As my colleague Dan Olner has pointed out, however, the results (shown below, showing great divergence from the CSR) do not necessarily show clustering - it could be simply that we are detecting the natural clustering of the road network, on which most road accidents occur. The plot below can be reproduced by cloning my GitHub repo and running the following (after running parts of WY.R):
r <- seq(0, sqrt(2)/6, by = 0.005)
acB1 <- elide(acB, scale = TRUE)
# acB1 <- acB1[1:50,] # for tiny subset
acB1 <- SpatialPoints(acB1)
# Calculate the G function for the points
envacB <- envelope(as(acB1, "ppp"), fun = Gest)

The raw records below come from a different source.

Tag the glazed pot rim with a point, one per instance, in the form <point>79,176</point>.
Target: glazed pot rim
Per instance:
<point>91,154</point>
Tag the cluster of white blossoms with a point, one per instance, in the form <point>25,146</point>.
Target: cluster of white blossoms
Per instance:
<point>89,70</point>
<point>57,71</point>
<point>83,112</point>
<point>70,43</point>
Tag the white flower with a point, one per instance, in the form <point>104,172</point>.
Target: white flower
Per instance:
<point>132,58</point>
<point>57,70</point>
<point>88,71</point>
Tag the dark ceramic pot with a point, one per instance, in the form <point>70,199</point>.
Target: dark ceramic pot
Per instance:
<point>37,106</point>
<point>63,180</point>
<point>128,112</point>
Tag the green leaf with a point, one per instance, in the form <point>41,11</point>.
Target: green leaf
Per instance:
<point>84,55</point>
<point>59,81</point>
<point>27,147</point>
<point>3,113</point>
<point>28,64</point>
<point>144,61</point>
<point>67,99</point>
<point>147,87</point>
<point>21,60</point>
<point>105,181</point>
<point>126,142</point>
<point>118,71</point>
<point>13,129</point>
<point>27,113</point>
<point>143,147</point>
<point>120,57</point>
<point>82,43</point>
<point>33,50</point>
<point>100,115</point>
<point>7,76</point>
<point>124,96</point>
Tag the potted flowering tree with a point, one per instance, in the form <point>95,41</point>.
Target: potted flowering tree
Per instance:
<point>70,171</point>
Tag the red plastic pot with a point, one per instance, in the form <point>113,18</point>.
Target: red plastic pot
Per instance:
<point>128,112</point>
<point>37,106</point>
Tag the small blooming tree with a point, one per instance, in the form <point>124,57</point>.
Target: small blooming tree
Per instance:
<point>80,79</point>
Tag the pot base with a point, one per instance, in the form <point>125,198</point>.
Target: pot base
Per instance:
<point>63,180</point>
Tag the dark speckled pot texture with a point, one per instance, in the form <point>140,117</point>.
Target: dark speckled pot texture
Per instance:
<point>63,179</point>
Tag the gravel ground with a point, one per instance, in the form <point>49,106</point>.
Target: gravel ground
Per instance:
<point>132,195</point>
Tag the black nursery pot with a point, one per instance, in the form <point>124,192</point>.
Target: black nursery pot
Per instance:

# Calculate the G function for the points
plot(envacB)
This issue is actually described by Adrian Baddeley (developer of spatstat) himself in the package's documentation:
points could be locations in one dimension (such as road accidents recorded on a road network)
This is exactly the situation I am facing but I do not know how to modify the analysis presented above to constraint the CSR to (or better, near to - as not all accidents are precisely on the road - see below) the road network. (see data here).
One suggestion was to take random points from the road network and calculate the G function for this and compare it with my accident data, but that would not create a clear (statistically significant) bounding box. Any suggestions?